Crypto Lawsuit: MicroStrategy Accused of Hiding Risks
MicroStrategy, the company famous for its pioneering strategy of making Bitcoin a primary reserve asset, is now facing a serious legal challenge in the United States. On July 3rd, the renowned law firm Pomerantz announced it had filed a class-action lawsuit against MicroStrategy and several of its executives, opening a legal battle that could have major implications for how public companies handle digital assets.
According to the complaint, the defendants are accused of making false and misleading statements to investors during the class period of April 30, 2024, to April 4, 2025. The core of the lawsuit alleges that MicroStrategy failed to fully disclose the inherent risks of its "Bitcoin reserve company" strategy.
The suit places special emphasis on the company's adoption of the new accounting standard, ASU 2023-08. According to the complaint, MicroStrategy failed to properly account for the potential for massive impairment losses resulting from Bitcoin's price volatility under this new rule.
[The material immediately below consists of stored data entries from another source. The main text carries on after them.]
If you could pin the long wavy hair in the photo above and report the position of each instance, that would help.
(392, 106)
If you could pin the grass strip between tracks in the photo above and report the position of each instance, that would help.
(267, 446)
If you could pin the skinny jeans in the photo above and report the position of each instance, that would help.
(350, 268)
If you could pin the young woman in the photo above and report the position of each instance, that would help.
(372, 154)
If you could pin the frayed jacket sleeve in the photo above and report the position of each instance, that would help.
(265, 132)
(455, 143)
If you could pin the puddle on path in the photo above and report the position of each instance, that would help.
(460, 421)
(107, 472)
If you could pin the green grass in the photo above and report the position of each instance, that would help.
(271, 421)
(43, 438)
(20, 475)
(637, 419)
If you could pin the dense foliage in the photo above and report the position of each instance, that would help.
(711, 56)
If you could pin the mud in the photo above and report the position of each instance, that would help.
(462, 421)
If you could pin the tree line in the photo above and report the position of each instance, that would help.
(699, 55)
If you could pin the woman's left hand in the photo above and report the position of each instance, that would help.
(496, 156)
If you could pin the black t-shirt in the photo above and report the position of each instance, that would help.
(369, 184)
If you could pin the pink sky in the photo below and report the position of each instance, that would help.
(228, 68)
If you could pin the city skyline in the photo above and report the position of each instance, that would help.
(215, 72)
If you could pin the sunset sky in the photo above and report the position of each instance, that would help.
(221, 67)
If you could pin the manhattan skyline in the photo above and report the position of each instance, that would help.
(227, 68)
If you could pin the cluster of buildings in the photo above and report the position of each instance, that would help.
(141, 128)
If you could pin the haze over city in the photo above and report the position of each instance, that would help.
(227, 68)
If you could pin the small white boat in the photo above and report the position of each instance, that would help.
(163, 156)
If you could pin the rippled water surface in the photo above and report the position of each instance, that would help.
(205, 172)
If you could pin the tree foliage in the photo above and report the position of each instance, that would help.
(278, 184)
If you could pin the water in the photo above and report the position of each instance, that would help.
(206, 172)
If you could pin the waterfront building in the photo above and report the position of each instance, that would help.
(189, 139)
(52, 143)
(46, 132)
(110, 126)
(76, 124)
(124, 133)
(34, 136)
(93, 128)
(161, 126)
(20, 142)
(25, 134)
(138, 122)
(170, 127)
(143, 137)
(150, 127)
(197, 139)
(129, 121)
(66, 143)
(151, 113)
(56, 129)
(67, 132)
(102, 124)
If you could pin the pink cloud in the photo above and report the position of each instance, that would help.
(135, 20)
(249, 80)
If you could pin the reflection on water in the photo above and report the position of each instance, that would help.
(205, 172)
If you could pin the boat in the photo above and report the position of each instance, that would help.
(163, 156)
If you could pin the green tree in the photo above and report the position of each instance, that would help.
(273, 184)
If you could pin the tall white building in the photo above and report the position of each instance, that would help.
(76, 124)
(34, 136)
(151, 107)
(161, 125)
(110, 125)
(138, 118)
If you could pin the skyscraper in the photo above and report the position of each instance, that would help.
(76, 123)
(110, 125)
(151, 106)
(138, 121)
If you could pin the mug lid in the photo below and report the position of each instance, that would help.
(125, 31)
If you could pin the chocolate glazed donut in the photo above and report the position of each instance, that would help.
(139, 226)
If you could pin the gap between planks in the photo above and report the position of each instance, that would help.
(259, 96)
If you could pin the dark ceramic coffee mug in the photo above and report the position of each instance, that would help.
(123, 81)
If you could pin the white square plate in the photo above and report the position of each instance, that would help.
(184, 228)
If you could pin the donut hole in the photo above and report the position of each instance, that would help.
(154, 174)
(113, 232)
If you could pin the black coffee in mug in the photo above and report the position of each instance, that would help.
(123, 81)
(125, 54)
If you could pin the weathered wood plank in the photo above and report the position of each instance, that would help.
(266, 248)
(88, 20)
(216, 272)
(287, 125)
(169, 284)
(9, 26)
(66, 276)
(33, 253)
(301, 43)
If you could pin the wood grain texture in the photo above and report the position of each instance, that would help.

Investors were allegedly not adequately warned about the potential for a significant decline in the company's asset value when the crypto market fluctuated.
The tipping point appears to have been the events of April 7, 2025. On that day, MicroStrategy disclosed a staggering unrealized loss of approximately $5.9 billion from its Bitcoin holdings during the first quarter. This news immediately sent a shockwave through the stock market, causing the MSTR share price to plummet by 8.67% on the same day, closing at $268.14 per share and causing significant damages to investors.
This class-action lawsuit has been officially filed in the U.S. District Court for the Eastern District of Virginia under case number 25-cv-00861. The suit seeks to recover damages for affected investors resulting from the defendants' alleged violations of federal securities laws. The complaint seeks relief under Sections 10(b) and 20(a) of the Securities Exchange Act of 1934.
This lawsuit is more than just a financial issue for MicroStrategy; it could also set a significant precedent. Its outcome will impact the mandatory disclosure standards for any publicly traded company intending to hold significant amounts of volatile crypto assets on its balance sheet.